La Maia si girò verso il giovane lupo, che stava guatando l'acqua sospettosamente, e ne percepì il timore e la perplessità

"Penso di avere una soluzione diversa. Thilgiloth, che ne dici se diamo un passaggio al nostro vecchio amico?", domandò; la Corsiera lanciò un'occhiata al dubbioso Túdhin.

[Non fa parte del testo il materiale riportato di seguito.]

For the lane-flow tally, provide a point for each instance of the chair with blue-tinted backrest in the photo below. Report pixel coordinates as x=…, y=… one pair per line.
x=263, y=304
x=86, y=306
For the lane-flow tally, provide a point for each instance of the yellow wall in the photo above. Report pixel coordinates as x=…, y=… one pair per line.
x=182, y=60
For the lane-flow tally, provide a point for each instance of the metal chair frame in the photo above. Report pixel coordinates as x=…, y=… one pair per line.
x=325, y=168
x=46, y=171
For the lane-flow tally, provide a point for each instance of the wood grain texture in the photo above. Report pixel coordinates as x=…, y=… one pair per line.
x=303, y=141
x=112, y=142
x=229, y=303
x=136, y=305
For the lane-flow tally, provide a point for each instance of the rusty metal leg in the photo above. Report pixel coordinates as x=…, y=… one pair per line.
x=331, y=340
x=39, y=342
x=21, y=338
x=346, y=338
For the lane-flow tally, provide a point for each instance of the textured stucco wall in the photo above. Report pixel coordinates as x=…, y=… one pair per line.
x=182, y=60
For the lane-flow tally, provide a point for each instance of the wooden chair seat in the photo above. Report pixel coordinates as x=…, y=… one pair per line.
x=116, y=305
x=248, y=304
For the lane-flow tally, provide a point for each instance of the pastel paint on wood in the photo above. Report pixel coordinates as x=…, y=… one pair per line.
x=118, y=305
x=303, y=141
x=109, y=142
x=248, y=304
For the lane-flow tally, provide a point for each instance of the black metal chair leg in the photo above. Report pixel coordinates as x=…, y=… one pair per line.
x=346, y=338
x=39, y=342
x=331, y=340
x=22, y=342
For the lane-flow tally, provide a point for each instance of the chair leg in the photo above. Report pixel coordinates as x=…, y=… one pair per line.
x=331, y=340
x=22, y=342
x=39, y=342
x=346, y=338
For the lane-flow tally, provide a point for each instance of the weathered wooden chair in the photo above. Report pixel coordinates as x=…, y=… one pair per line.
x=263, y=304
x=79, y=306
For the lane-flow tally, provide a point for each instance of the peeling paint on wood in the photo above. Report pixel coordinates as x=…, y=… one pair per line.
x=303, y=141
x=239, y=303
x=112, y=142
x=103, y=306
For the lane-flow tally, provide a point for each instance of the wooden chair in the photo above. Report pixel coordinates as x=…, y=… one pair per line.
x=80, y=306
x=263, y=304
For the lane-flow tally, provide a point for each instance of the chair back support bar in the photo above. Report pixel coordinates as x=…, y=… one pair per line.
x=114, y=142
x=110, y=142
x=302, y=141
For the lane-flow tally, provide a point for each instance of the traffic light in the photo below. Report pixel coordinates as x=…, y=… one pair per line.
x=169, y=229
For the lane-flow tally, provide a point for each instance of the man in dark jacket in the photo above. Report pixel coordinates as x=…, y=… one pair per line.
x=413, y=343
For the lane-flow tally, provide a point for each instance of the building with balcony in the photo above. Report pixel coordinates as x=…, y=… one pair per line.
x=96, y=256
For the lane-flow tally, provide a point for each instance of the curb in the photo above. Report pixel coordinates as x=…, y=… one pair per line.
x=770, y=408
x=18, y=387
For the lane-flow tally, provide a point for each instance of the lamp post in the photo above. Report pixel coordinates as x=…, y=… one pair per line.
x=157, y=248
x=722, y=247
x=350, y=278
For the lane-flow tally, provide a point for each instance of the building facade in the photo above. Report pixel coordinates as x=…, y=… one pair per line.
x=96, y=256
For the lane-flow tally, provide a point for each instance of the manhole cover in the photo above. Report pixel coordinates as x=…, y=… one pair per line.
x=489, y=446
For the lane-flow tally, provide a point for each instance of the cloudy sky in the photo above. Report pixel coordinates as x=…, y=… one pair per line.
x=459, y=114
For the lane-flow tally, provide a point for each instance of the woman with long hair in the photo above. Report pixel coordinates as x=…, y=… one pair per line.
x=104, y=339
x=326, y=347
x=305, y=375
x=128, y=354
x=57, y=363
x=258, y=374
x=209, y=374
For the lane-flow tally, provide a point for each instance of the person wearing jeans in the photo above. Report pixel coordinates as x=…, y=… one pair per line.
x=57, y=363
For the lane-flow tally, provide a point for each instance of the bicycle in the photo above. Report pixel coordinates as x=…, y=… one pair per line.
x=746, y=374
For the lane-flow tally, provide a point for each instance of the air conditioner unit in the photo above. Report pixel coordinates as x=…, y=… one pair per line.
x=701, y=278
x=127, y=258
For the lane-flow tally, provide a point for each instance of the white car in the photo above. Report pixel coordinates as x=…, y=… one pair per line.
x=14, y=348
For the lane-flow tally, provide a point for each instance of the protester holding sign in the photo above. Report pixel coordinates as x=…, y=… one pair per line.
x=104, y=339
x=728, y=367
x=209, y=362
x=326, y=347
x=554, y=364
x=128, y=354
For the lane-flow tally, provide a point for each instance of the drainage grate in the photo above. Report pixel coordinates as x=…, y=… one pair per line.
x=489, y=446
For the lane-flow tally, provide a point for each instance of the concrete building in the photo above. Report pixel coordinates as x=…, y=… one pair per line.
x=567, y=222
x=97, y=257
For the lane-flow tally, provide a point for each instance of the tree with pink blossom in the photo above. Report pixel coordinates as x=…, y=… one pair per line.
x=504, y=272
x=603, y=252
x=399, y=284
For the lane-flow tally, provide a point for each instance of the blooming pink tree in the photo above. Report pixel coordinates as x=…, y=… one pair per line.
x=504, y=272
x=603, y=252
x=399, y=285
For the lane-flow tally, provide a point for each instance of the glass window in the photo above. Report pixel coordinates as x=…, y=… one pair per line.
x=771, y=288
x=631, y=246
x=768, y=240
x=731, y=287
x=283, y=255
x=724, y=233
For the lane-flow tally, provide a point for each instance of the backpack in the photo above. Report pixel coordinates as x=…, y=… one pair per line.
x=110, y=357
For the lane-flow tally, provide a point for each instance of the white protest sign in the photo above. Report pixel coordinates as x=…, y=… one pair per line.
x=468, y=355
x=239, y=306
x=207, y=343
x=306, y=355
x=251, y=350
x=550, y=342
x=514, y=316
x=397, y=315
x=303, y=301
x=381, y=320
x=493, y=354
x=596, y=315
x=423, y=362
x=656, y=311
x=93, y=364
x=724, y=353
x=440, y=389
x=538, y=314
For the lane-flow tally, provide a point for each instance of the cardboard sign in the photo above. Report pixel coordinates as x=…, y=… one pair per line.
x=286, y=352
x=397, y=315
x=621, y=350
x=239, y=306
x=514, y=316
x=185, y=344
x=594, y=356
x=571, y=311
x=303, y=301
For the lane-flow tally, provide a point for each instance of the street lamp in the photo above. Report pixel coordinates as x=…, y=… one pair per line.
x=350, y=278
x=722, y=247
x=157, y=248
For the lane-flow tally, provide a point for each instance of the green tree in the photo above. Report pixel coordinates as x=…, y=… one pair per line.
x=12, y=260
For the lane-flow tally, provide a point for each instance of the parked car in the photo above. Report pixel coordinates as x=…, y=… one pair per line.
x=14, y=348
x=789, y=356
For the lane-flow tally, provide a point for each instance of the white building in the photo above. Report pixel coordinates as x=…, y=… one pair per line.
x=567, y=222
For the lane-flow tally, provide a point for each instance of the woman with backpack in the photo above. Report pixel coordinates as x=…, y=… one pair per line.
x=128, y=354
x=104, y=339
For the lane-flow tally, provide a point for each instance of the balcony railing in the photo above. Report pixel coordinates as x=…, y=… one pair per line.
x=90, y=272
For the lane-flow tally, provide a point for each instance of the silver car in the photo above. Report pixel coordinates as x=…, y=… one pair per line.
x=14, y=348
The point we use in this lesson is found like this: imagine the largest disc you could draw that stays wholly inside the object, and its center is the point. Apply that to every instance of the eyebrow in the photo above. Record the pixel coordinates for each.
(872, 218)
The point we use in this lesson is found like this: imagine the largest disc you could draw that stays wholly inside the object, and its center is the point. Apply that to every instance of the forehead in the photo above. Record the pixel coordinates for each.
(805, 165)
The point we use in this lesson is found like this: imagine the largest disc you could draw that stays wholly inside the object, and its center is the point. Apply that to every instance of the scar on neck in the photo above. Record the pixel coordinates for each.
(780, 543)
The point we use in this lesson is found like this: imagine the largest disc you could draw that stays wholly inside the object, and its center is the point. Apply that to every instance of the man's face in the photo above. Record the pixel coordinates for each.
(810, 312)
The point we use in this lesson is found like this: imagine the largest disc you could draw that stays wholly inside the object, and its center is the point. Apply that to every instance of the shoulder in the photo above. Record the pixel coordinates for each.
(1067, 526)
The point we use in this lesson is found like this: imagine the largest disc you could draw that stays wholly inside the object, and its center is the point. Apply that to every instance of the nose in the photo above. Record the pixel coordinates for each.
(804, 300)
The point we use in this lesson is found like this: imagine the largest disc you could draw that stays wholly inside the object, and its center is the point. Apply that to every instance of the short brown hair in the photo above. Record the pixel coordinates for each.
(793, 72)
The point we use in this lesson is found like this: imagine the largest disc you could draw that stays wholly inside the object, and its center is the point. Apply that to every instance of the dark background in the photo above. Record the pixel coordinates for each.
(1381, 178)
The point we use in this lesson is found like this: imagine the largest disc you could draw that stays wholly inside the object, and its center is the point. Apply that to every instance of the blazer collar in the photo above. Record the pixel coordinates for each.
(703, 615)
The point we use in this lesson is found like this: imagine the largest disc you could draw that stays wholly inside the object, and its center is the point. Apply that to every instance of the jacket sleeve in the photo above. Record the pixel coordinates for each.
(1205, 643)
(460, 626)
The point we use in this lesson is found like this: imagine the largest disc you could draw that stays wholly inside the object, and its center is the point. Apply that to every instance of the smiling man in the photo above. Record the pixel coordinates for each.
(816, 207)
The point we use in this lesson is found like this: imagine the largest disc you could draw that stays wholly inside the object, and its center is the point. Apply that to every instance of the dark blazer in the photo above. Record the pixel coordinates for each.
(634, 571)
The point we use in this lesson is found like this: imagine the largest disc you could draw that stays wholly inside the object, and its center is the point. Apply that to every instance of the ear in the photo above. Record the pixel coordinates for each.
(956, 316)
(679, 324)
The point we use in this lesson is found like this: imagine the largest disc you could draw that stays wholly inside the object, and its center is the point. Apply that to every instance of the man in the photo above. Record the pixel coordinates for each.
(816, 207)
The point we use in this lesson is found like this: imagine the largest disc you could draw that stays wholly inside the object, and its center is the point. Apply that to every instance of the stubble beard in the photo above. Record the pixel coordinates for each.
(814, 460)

Ma certo, rispose, capendo al volo quale fosse l'idea di Nerwen.

Aryon passò lo sguardo dall'una all'altra.

"Thilgiloth non ha mai avuto paura di Túdhin", osservò lentamente, "diversamente da Allakos e Thalion... Non è una cavalla qualsiasi, vero?"

"È una mearh", gli rammentò Nerwen, ma lui scosse la testa:

"Non è una spiegazione sufficiente. Teme ben poche cose... come te, del resto."

Era inutile negare l'evidenza, pensò l'Aini: Aryon era molto perspicace, era perciò inevitabile che finisse col notare quella loro particolarità. Poteva attribuire la mancanza di timore di Nerwen ai suoi poteri di Istar, ma non aveva alcuna giustificazione per quella di Thilgiloth.

"Hai ragione", ammise quindi a bassa voce, "È... una di quelle cose di cui non posso parlarti."

Quella era la prima volta che si confrontavano apertamente su ciò contro cui l'aveva messo in guardia il giorno dopo che si erano trovati: il fatto che c'erano cose che non le era permesso dirgli.

Aryon annuì lentamente.

"Lo immaginavo", disse semplicemente, "e ho promesso di non insistere", si avvide della sua preoccupazione e per rassicurarla le rivolse il piccolo sorriso che gli era caratteristico, "Sono curioso, ovviamente, ma ti ho dato la mia parola e la manterrò. Ti dico solo che ho capito che Thilgiloth sta alla razza dei mearas tanto quanto tu a quella degli Uomini."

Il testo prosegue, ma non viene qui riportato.